Prior to laser morphing, the glass is sorted according to composition and then cleaned, crushed and milled to a fine powder. In the lab, the researchers have been painstakingly characterizing the properties of the glass powder, working out the best viscosities, thermal and mechanical properties as well as range of powder particle sizes for laser-melting.
“Our idea is to develop a prototype that can [work with] a very wide particle size,” says Pou’s colleague and EVERGLASS researcher, Dr María Jesus Pascual, from the Institute of Ceramics and Glass in Spain. “This way we can use as much of the waste glass as possible.”
Once prepared, the glass powder is mixed with air so it can continuously flow like a fluid across the laser and be efficiently heated to temperatures as high as 2000ºC – hot enough to melt the glass. According to Pou, controlling the powder flow is critical to ensure the molten glass melts evenly.
“We have been solving problems on how the energy can be coupled from the laser to the powder,” he says. “We also need to make sure we select the right laser power – too much power and you’ll vaporise the glass, yet too little power, and the glass will not melt.”
The researchers have also developed a kinematic platform that precisely positions the molten glass so it can be shaped directly by the laser, without using moulds. They have already produced their first simple, sturdy geometric shapes which don’t break. They now intend to create both dense and porous, large and small pieces, in ever more complex shapes.
As Pascual points out, recycled borosilicate glass pieces will not meet the stringent regulations for pharmaceutical glass packaging, yet a world of applications remains.
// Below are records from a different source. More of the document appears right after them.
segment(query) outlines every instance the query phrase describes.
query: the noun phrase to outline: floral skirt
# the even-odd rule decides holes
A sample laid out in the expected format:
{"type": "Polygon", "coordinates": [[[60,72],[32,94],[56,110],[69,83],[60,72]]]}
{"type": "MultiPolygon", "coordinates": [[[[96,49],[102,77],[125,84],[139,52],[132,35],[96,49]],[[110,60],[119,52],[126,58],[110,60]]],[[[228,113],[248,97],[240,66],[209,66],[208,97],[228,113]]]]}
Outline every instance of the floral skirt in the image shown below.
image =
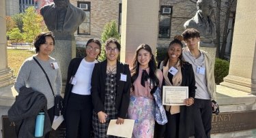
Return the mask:
{"type": "Polygon", "coordinates": [[[131,96],[128,108],[128,118],[135,120],[133,138],[154,137],[154,101],[153,99],[131,96]]]}

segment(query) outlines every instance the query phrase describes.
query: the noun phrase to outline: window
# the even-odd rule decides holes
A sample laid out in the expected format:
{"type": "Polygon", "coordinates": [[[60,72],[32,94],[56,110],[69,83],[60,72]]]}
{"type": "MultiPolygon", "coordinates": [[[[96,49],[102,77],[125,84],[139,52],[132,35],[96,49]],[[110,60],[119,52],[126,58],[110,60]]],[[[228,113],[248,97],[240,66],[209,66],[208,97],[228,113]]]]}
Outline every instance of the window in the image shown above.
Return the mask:
{"type": "Polygon", "coordinates": [[[118,18],[118,33],[121,35],[121,24],[122,24],[122,3],[119,4],[119,18],[118,18]]]}
{"type": "Polygon", "coordinates": [[[162,5],[159,14],[158,38],[170,38],[172,7],[162,5]]]}
{"type": "Polygon", "coordinates": [[[89,2],[78,2],[77,5],[85,12],[85,19],[79,27],[78,35],[90,35],[90,13],[91,3],[89,2]]]}

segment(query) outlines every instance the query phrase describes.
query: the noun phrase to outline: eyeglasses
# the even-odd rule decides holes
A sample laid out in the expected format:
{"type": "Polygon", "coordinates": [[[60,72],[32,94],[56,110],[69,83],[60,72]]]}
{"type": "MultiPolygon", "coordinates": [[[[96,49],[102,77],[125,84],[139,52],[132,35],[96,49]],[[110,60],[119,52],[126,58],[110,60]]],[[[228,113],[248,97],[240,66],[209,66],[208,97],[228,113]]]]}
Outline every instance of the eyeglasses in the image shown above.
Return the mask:
{"type": "Polygon", "coordinates": [[[106,47],[106,51],[108,51],[109,52],[111,52],[111,51],[114,52],[119,52],[119,50],[117,48],[112,48],[111,47],[106,47]]]}
{"type": "Polygon", "coordinates": [[[91,46],[87,46],[86,49],[88,50],[89,51],[92,51],[92,50],[94,50],[94,51],[96,52],[98,52],[100,50],[99,48],[92,48],[91,46]]]}

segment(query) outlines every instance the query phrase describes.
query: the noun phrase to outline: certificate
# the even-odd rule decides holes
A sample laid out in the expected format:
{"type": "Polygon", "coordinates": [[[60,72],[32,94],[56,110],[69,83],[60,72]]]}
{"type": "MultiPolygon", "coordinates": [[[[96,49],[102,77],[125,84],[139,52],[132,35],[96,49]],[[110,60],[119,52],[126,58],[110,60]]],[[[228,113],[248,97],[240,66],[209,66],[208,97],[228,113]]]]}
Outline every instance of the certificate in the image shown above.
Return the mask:
{"type": "Polygon", "coordinates": [[[184,101],[188,98],[188,86],[167,86],[162,88],[162,105],[184,105],[184,101]]]}
{"type": "Polygon", "coordinates": [[[122,137],[132,137],[134,120],[125,119],[123,124],[117,124],[117,120],[111,120],[106,135],[122,137]]]}

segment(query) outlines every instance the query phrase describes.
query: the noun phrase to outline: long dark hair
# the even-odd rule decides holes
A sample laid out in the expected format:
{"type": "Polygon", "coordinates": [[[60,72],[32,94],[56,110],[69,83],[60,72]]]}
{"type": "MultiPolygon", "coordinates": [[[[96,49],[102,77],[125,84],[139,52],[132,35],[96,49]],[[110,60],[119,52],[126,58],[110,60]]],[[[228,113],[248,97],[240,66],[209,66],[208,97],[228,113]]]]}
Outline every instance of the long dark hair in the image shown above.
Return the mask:
{"type": "MultiPolygon", "coordinates": [[[[171,41],[170,44],[169,45],[168,50],[167,50],[167,52],[166,53],[166,56],[165,56],[165,59],[164,59],[163,63],[163,63],[162,65],[164,66],[166,66],[166,65],[167,64],[168,60],[169,58],[169,54],[168,54],[168,51],[169,51],[169,49],[170,48],[171,46],[172,46],[174,44],[179,44],[180,46],[180,47],[182,48],[182,48],[183,48],[183,44],[182,43],[182,39],[183,39],[183,38],[182,38],[182,36],[176,35],[176,36],[174,37],[174,39],[171,41]]],[[[182,67],[183,64],[184,63],[184,61],[183,60],[183,58],[182,58],[182,54],[180,55],[180,56],[178,58],[180,59],[180,67],[182,67]]]]}
{"type": "Polygon", "coordinates": [[[137,49],[136,50],[135,55],[133,58],[132,61],[132,67],[131,69],[131,74],[132,74],[132,84],[136,80],[139,75],[139,63],[138,62],[137,57],[139,50],[145,50],[146,51],[149,52],[152,56],[151,60],[148,63],[148,66],[150,67],[150,78],[151,80],[151,83],[152,83],[154,86],[158,86],[159,84],[159,80],[156,77],[156,64],[155,58],[152,54],[152,50],[150,46],[147,44],[142,44],[139,46],[137,49]]]}
{"type": "Polygon", "coordinates": [[[35,39],[34,41],[34,46],[35,48],[35,52],[38,53],[40,51],[40,48],[42,44],[45,44],[46,42],[46,37],[50,37],[52,38],[53,41],[53,45],[55,45],[55,40],[54,39],[54,35],[52,32],[42,32],[40,34],[39,34],[35,39]]]}

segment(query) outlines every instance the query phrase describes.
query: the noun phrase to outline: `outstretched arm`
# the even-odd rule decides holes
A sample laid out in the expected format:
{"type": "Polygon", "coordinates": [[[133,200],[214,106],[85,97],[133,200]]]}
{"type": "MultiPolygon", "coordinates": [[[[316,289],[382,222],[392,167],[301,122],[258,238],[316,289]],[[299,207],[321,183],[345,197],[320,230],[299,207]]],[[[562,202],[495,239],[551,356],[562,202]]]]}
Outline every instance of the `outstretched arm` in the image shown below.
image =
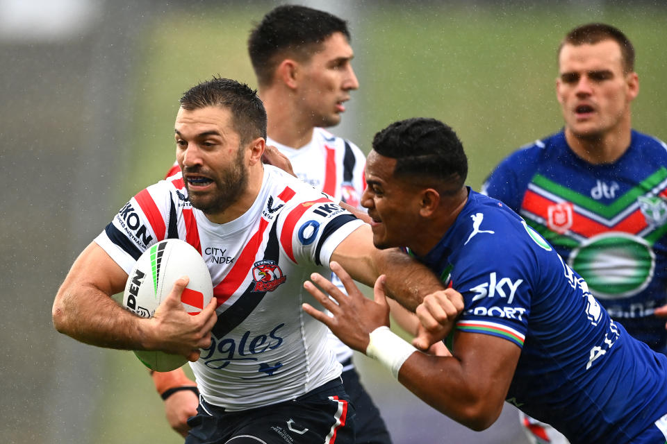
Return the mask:
{"type": "Polygon", "coordinates": [[[178,280],[149,319],[125,310],[111,298],[122,291],[127,274],[92,242],[74,262],[56,296],[53,325],[60,333],[85,343],[123,350],[158,350],[199,358],[211,344],[215,323],[215,298],[190,316],[181,304],[187,278],[178,280]]]}
{"type": "MultiPolygon", "coordinates": [[[[495,336],[457,333],[452,357],[426,355],[386,328],[389,309],[384,277],[374,288],[374,300],[363,296],[345,271],[334,271],[348,296],[315,273],[304,287],[333,315],[304,304],[304,310],[326,324],[349,347],[377,359],[397,375],[399,382],[441,413],[475,430],[483,430],[497,419],[518,361],[520,349],[495,336]]],[[[454,291],[453,290],[451,290],[454,291]]],[[[431,296],[429,296],[431,298],[431,296]]],[[[433,307],[440,306],[438,302],[433,307]]],[[[425,308],[428,311],[429,309],[425,308]]],[[[433,319],[437,318],[439,309],[433,319]]]]}
{"type": "Polygon", "coordinates": [[[389,296],[411,311],[415,311],[424,296],[444,289],[440,279],[426,266],[398,248],[376,248],[372,239],[370,226],[361,225],[338,244],[331,261],[342,266],[353,279],[369,287],[381,274],[385,275],[389,296]]]}

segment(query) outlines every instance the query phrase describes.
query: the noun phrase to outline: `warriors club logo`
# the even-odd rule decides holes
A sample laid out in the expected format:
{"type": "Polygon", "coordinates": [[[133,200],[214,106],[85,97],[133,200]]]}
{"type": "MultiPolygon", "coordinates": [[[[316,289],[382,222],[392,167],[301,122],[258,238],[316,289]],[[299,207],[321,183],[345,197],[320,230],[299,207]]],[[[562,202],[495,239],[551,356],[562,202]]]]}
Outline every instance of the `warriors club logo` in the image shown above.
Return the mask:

Cookware is one clear option, but the researcher also reckons recycled borosilicate could be shaped into filters and supports for catalysts used in gas and liquid purification and organic reactions and even combined with different glasses.
“This [flexibility] and its modular character are key advantages of laser processing over glass melting in a furnace,” said. “The variety of possible products is huge.”
Approaching Industry
So, what now? Work on the prototype continues with Pou commenting:
“We are still optimizing all parameters, which is very, very tricky… our prototype is not so user-friendly right now, but this will soon change.”
Come the end of the project in December 2026, the lab-scale prototype will be well and truly proven. With the necessary funds, an industrial-scale pilot facility could be in place by the early 2030s. Once out in the real world, both Pou and Pascual envisage that either a glass waste management firm will handle the initial powder preparation, or this step will take place at the recycling site. They believe that either a few large laser-morphing systems will be used to recycle the glass, or numerous small devices could be sited across Galicia, the rest of Spain and, eventually, further afield.
“We could make an in-house system that could be installed in a hospital basement so staff could directly recycle their material there,” says Pou. “If we [achieve] this here in Galicia, then other people may then copy such as system – this is our dream.”